Some transitions are smooth. Like going from backyard barbecues and picnics to stocking provisions for your favorite tailgating recipes. Football season is sneaking up on us!
Other transitions are a bit rockier. Like the Washington Redskins name change. Or lack thereof. While it might surprise many of us, a change has still not been made to the Washington Redskins name.
The Washington Redskins Name Controversy
According to a Washington Post article, Daniel Snyder, owner of the NFL team seems to think that people who are concerned with the name are “missing the point.” However, many others vehemently disagree and consider the name to be a racial slur against Native Americans.
CBSSports.com reports that both President Obama and United States Attorney General Eric Holder believe that it’s time for a name change. In a move that is gaining momentum with several publications, the Washington Business Journal announced that it will no longer use the Redskins name and instead will call the team the “Washington NFL” or the generic “football team.” In the announcement, the publication then called on Snyder for a team name change.
A Boston Globe article stated that the paper will continue to use the name, but also called on Snyder to change it, stating that, “Publications and broadcasters shouldn’t have to choose whether they’re going to use it.”
Still developing is whether or not the name will be used for a November 2nd game with the Minnesota Vikings. The teams are scheduled to play on the University of Minnesota campus. Minnesota has a “significant Native American population” according to The Christian Science Monitor article and the President of the University says that, “using the name would violate school policies on equity and diversity.”
The most compelling reason for a legal name change should be based on statements by Native Americans. The national campaign called Change the Mascot was launched by the Oneida Indian Nation “to end the use of the racial slur “redskins” as the mascot and name of the NFL team….”
Further, a Slate article reports that the Oneida Indian Nation and the National Congress of American Indians have sent letters to Twitter, Facebook, and Google stating that the football team’s name is “abusive hate speech” and that the “verified Twitter, Facebook, and Google Plus accounts be removed.”
In the United States, according to the International Trademark Association, “a party that believes that it is damaged by a registration may file a Petition for Cancellation with the Trademark Trial and Appeal Board (TTAB). The TTAB is the administrative tribunal that hears and decides oppositions, cancellations and appeals of final refusals issued by examining attorneys.”
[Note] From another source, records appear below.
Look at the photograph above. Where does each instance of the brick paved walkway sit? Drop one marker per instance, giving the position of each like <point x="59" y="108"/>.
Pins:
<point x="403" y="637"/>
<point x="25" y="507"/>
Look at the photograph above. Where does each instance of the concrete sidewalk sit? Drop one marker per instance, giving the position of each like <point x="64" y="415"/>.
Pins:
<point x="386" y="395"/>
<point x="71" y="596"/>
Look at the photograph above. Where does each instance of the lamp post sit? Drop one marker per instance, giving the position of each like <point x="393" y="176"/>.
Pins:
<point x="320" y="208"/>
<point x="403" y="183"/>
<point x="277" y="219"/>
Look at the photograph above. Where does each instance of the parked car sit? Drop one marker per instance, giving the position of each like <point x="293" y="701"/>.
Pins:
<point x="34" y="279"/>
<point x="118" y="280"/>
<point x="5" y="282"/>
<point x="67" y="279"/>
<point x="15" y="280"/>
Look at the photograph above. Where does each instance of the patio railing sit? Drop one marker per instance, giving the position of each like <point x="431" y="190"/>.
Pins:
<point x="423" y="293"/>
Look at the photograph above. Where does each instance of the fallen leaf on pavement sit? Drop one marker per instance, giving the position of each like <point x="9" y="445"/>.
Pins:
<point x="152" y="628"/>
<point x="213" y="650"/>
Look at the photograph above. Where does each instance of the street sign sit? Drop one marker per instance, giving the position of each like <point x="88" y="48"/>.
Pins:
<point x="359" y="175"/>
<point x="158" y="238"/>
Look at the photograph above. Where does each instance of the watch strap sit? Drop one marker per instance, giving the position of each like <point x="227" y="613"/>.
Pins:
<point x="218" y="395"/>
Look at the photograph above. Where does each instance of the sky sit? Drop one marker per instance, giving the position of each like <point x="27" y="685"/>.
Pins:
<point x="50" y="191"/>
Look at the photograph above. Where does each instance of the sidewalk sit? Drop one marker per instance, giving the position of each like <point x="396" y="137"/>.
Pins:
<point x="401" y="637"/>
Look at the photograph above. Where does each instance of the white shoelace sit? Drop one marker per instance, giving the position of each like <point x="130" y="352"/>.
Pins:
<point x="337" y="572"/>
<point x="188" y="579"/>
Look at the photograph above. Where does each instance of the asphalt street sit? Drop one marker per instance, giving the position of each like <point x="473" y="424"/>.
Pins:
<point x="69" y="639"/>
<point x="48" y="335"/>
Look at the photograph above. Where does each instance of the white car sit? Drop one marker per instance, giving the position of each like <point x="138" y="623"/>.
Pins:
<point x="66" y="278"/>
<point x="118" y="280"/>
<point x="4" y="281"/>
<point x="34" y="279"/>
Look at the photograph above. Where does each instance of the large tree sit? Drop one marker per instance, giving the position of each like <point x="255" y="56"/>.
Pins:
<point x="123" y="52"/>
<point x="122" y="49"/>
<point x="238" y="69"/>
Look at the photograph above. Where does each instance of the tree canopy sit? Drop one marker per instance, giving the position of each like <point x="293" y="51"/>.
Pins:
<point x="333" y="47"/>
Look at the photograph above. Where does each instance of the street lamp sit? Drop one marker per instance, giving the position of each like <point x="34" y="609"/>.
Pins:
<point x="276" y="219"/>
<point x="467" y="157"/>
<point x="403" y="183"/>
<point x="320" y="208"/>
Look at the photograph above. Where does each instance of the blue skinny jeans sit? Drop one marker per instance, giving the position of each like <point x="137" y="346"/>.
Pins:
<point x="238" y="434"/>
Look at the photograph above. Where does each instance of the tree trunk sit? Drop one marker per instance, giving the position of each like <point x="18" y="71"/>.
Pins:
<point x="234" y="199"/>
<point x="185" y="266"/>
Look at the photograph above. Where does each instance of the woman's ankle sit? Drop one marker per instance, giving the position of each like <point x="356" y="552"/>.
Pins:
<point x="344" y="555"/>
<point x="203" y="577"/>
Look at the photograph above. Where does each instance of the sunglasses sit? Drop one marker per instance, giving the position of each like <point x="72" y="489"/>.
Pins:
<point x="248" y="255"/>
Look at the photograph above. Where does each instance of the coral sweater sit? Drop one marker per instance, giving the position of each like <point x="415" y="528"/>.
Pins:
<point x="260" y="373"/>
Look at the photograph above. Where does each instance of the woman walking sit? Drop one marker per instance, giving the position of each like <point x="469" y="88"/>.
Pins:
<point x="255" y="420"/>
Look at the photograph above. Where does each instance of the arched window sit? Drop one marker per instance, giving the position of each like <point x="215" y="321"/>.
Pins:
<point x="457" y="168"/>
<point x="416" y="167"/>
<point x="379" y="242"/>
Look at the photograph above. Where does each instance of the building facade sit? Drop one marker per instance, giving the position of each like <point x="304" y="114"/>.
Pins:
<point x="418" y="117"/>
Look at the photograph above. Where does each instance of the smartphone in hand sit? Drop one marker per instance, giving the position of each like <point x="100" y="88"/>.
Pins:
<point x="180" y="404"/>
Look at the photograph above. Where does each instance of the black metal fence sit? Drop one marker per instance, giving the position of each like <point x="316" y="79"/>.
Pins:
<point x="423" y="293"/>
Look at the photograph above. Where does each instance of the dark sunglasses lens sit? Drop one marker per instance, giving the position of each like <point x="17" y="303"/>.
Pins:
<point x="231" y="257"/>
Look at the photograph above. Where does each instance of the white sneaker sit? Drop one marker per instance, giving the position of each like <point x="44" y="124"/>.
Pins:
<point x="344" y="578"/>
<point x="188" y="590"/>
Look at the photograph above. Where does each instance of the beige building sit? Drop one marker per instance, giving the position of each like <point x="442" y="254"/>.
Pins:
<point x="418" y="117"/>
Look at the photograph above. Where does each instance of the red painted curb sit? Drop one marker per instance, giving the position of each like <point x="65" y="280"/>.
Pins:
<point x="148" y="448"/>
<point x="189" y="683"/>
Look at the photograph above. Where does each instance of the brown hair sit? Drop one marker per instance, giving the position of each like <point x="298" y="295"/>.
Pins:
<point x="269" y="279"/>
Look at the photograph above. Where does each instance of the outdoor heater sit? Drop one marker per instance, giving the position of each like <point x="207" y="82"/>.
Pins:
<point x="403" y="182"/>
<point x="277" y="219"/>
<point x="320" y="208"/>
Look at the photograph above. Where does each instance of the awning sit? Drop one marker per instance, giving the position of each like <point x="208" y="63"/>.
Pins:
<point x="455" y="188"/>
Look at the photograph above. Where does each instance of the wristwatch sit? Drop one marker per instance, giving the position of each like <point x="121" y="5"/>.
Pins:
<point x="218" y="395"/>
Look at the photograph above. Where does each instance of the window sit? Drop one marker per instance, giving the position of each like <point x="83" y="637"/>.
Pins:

In June 2014, the TTAB found that “the term “Redskins” was disparaging of Native Americans, when used in relation to professional football services, at the times the various registrations involved in the cancellation proceeding were issued. Thus, in accordance with applicable law, the federal registrations for the “Redskins” trademarks involved in this proceeding must be cancelled.”
However, a trademark attorney for the team stated that the team will be appealing the decision and that they are confident of ultimately prevailing as they have done in the past. The team still has trademark protection during the appeal process, so until the case winds its way through the courts, there will be no definitive answer.
Brand Recognition, Trademark Protection & Social Change
Most established businesses, large or small, make great effort to create brand awareness through consistent use of logos with their name. The names and logos are usually legally protected with a registered trademark. Creating brand recognition takes time, so it is not something that should be changed often. When Tropicana tried to rebrand their orange juice packaging, sales plummeted and it was “a customer-relations fiasco” according to Advertising Age.
A SmartPlanet article analyzed some failed attempts at rebranding. The University of California’s new logo was compared to “an egg yolk swirling around a toilet bowl.” The Gap’s brief logo change is one for the history books. All these brands ended up returning to logos that were tried and true.
However, there is a difference between making a logo change for aesthetic reasons and making a change in order to address new societal norms relating to particular racial or ethnic groups.
Aunt Jemima is one of the most recognized brands in the world and its history has spanned over 120 years. It’s quite an understatement to say that things have changed for African Americans in that period of time. The Quaker Oats Company’s first registration of the Aunt Jemima trademark was in 1937. The image has been updated over time, however, the name is still a throwback to older times and some of us may still cringe when hearing the name.
Similarly, the football team’s name and logo may have been more widely accepted decades ago than it is now. Increasingly people of all races are offended by the team name and the mascot. It’s not clear why the owner is so resistant to trying something new. At the very least, it seems to make good business sense to change it.
In this situation, rebranding the team with new trademarks would only seem to benefit the franchise. There is public goodwill ready for the taking with a voluntary name change. Football season is a long one, so this issue will no doubt be raised repeatedly over the coming months.